Oggi ripropongo un mio post dello scorso mese di febbraio. L’antefatto è un mucchio di insulti a sfondo sessuale sul blog di Beppe Grillo a indirizzo della presidente della Camera Laura Boldrini. Il “fatto” è la potenza letteraria di uno scambio di lettere tra Anais Nin e Henry Miller.
Se sapessero quale dichiarazione d’amore può essere, la voglia di sottomettere sessualmente qualcuno, tutti i «potenziali stupratori» del mondo troverebbero di meglio da fare.
(Sto provocando e facendo amara ironia, s’intende).

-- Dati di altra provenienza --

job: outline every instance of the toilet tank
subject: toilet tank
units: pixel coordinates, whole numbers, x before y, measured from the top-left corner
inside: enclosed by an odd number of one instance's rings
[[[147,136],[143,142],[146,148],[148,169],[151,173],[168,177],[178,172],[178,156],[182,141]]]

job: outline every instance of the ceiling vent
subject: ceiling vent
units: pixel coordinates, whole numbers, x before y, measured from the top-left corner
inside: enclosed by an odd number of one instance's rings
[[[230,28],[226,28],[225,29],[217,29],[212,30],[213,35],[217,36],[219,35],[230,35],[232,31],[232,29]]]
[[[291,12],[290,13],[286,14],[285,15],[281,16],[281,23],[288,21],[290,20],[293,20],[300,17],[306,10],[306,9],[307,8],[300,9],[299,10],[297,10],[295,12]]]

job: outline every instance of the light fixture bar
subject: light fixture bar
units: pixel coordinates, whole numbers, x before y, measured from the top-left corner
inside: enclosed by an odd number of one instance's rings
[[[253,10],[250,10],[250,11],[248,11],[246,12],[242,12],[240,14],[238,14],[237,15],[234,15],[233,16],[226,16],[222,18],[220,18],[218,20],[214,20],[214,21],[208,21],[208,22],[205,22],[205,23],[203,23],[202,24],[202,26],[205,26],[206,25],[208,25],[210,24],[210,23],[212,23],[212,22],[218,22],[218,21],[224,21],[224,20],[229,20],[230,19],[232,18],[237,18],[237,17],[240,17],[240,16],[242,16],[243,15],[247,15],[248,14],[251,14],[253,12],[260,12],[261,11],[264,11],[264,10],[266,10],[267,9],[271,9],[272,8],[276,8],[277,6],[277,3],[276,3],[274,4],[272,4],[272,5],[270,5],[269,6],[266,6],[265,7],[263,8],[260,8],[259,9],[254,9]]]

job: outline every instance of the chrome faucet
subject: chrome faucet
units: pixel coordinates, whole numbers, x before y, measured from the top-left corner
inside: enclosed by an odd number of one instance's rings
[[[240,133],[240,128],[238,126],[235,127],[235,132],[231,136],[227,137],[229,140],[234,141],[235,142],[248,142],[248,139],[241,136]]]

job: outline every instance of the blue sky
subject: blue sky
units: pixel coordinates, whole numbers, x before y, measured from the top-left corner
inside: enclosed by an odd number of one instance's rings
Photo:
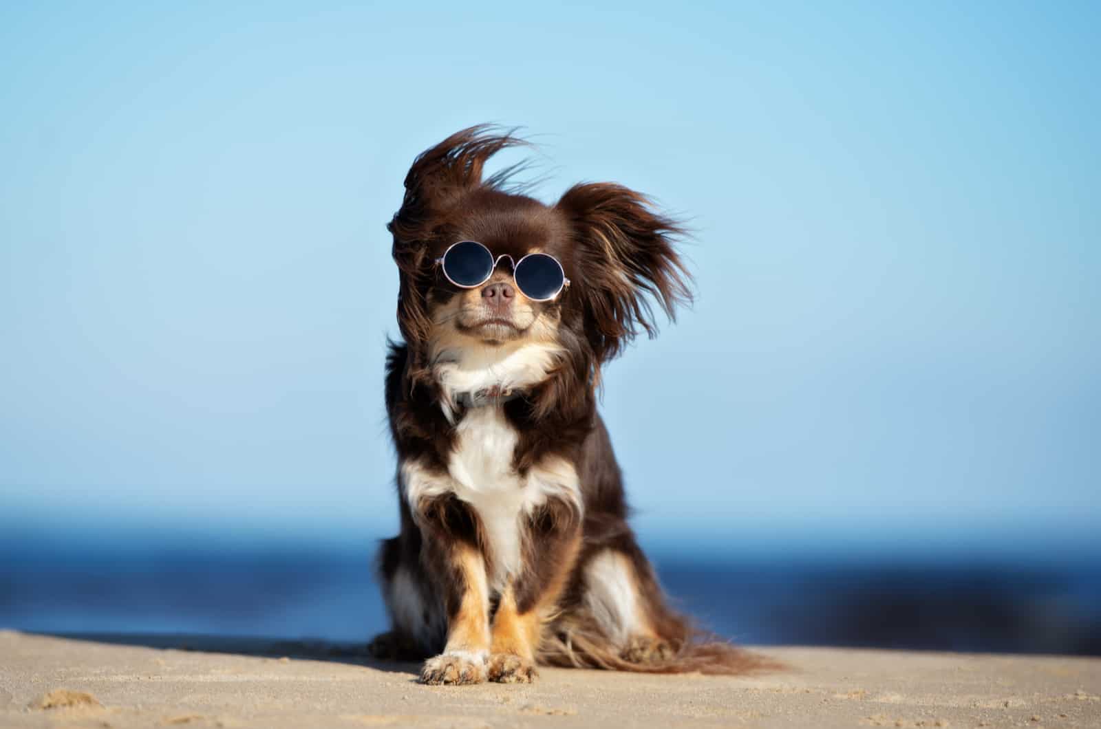
[[[646,533],[1091,535],[1099,21],[7,3],[4,516],[389,529],[384,224],[418,151],[497,121],[544,199],[613,179],[697,230],[695,307],[608,371]]]

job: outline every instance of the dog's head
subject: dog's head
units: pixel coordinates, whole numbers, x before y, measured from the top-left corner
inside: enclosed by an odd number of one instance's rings
[[[440,357],[493,362],[538,351],[581,363],[591,381],[640,329],[653,336],[654,304],[672,318],[690,298],[674,248],[682,230],[620,185],[576,185],[547,206],[510,183],[515,167],[482,177],[490,156],[522,143],[472,127],[416,157],[388,226],[401,275],[399,326],[419,368]],[[459,286],[446,275],[442,259],[460,241],[492,255],[484,282]],[[514,279],[530,253],[556,259],[568,280],[545,301],[525,295],[523,279]]]

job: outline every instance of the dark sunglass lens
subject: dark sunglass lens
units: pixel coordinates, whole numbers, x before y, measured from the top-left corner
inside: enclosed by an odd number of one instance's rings
[[[444,254],[444,273],[460,286],[477,286],[493,272],[493,255],[481,243],[464,240]]]
[[[566,279],[558,261],[545,253],[532,253],[516,264],[516,285],[528,298],[550,298],[559,291]]]

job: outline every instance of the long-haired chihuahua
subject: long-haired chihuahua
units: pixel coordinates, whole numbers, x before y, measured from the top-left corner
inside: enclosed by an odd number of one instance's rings
[[[741,673],[762,659],[669,609],[628,525],[601,367],[690,300],[677,221],[610,183],[523,194],[462,130],[416,157],[390,221],[402,342],[386,361],[401,532],[379,557],[380,657],[426,684],[536,664]]]

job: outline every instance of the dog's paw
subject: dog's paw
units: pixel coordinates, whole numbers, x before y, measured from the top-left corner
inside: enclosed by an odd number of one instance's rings
[[[514,653],[494,653],[489,660],[489,679],[499,684],[530,684],[538,672],[531,661]]]
[[[662,663],[676,654],[673,646],[657,638],[635,635],[620,651],[620,657],[630,663]]]
[[[421,683],[429,686],[459,686],[486,681],[486,654],[472,651],[440,653],[424,662]]]

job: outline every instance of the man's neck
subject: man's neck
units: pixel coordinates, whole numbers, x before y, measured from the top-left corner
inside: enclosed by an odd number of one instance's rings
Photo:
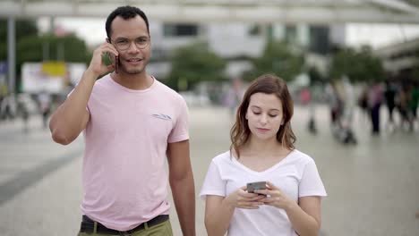
[[[145,72],[139,74],[116,74],[113,72],[111,74],[111,78],[116,83],[133,90],[143,90],[153,84],[153,78],[148,75]]]

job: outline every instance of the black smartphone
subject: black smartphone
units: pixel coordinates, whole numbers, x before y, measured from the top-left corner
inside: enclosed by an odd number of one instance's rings
[[[115,56],[115,72],[118,73],[119,70],[119,56]]]
[[[247,184],[247,192],[254,192],[254,190],[266,190],[266,181],[249,182]]]

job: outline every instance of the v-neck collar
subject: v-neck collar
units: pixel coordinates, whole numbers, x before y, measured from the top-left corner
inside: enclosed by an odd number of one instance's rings
[[[244,171],[248,172],[248,173],[251,173],[252,174],[258,174],[258,175],[261,175],[261,174],[265,174],[265,173],[268,173],[269,172],[272,172],[274,171],[275,169],[277,169],[278,166],[284,164],[285,163],[288,162],[293,154],[296,152],[296,149],[294,149],[292,150],[291,152],[289,152],[284,158],[282,158],[280,161],[278,161],[277,164],[275,164],[274,165],[270,166],[269,168],[264,170],[264,171],[261,171],[261,172],[257,172],[257,171],[254,171],[254,170],[252,170],[251,168],[247,167],[246,165],[244,165],[244,164],[242,164],[241,162],[239,162],[237,160],[237,158],[235,156],[234,156],[231,153],[231,158],[233,159],[233,162],[235,163],[240,168],[244,169]]]

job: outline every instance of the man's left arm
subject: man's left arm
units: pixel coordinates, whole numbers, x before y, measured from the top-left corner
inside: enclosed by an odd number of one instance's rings
[[[184,236],[195,235],[195,185],[189,140],[168,143],[167,163],[173,199]]]

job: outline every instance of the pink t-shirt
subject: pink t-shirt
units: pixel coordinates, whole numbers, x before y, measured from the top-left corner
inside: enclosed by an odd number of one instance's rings
[[[157,80],[132,90],[107,75],[96,82],[88,110],[83,214],[119,231],[168,214],[167,143],[189,139],[183,97]]]

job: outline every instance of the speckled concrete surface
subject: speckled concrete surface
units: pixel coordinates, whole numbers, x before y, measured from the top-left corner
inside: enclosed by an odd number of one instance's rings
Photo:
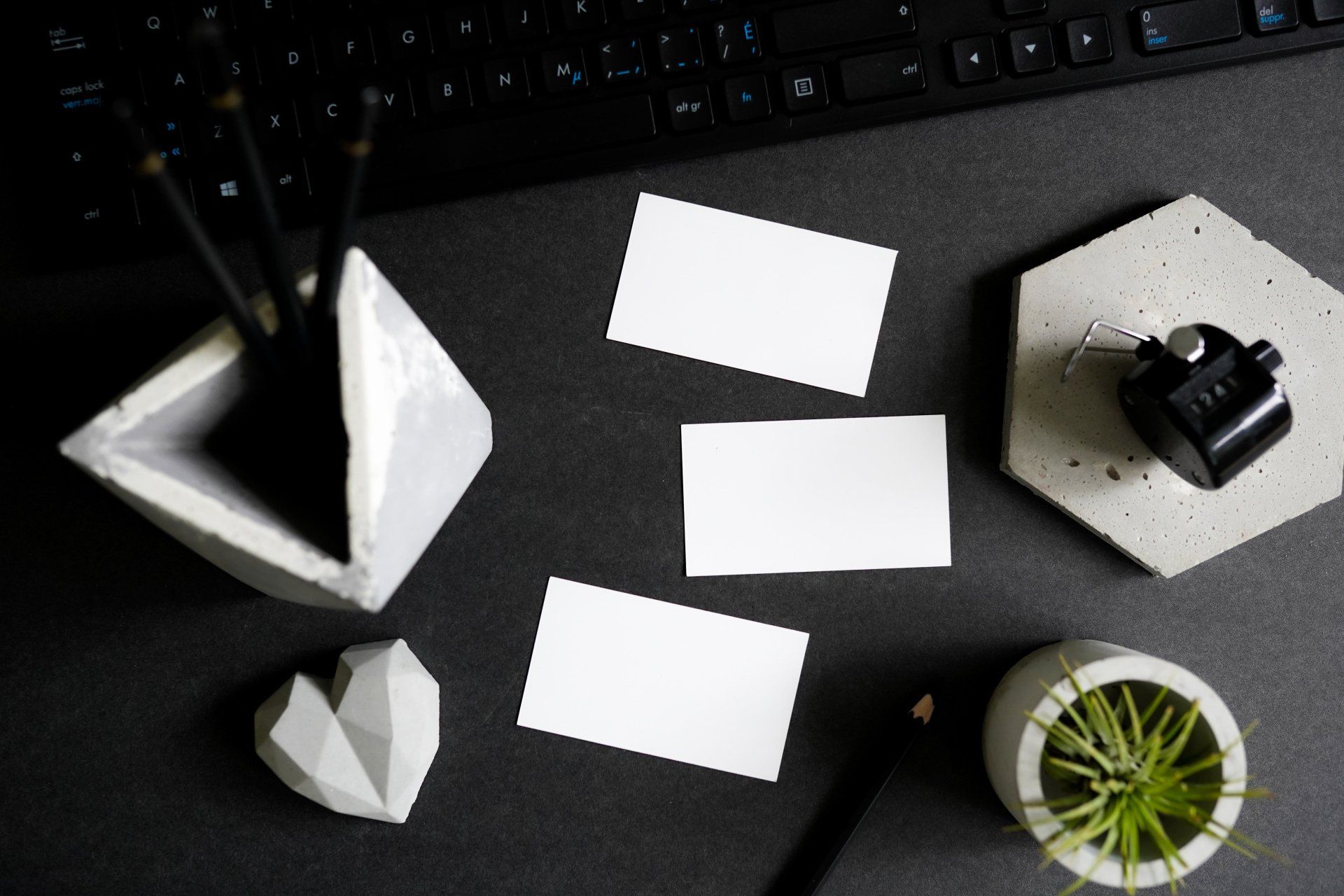
[[[1293,430],[1216,492],[1152,455],[1116,384],[1128,355],[1060,372],[1105,318],[1165,340],[1181,324],[1267,339]],[[1099,344],[1129,348],[1103,336]],[[1185,196],[1017,278],[1003,469],[1157,575],[1176,575],[1316,505],[1344,476],[1344,296],[1198,196]]]

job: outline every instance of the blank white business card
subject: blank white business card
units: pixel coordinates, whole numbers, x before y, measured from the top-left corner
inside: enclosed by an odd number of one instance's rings
[[[681,427],[687,575],[952,566],[941,414]]]
[[[804,631],[552,578],[517,724],[777,780]]]
[[[891,249],[640,193],[606,337],[862,398],[895,263]]]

Non è che uno debba per forza commentare quel che si commenta da solo, e che moltissimi altri (molto più autorevoli) hanno già commentato. Ma ha ragione chi paragona certifrequentatori del blog di Grillo ai teppistelli del liceo, che infognano con disegni osceni il diario o i muri del bagno, a indirizzo di qualche ragazza fuori dalla loro portata; la libido degli adolescenti rende crudeli, e il loro fallo indomito, fonte di orrende frustrazioni, diviene nelle loro fantasie uno strumento di potere col quale immiseriscono chi li fa soffrire.
Non è un caso che lo stupro sia, a tutt’oggi, un’arma nei paesi in guerra. Ed è terribile che l’aggettivo «potente» serva ancora a connotare l’utilizzo concreto del sesso, in un uomo. Anche sodomizzare il nemico è una scena ricorrente nella violenza verbale, nel linguaggio diffuso; ma, forse, generalmente, non così virile e invogliante quanto abbassare, involgarire, contenere, una donna «potente» di gentile aspetto. (Finché magari non arriva il commentatore più “scaltro” e non decide che quella donna non è di gentile aspetto, per esempio: in tal caso, fine del problema).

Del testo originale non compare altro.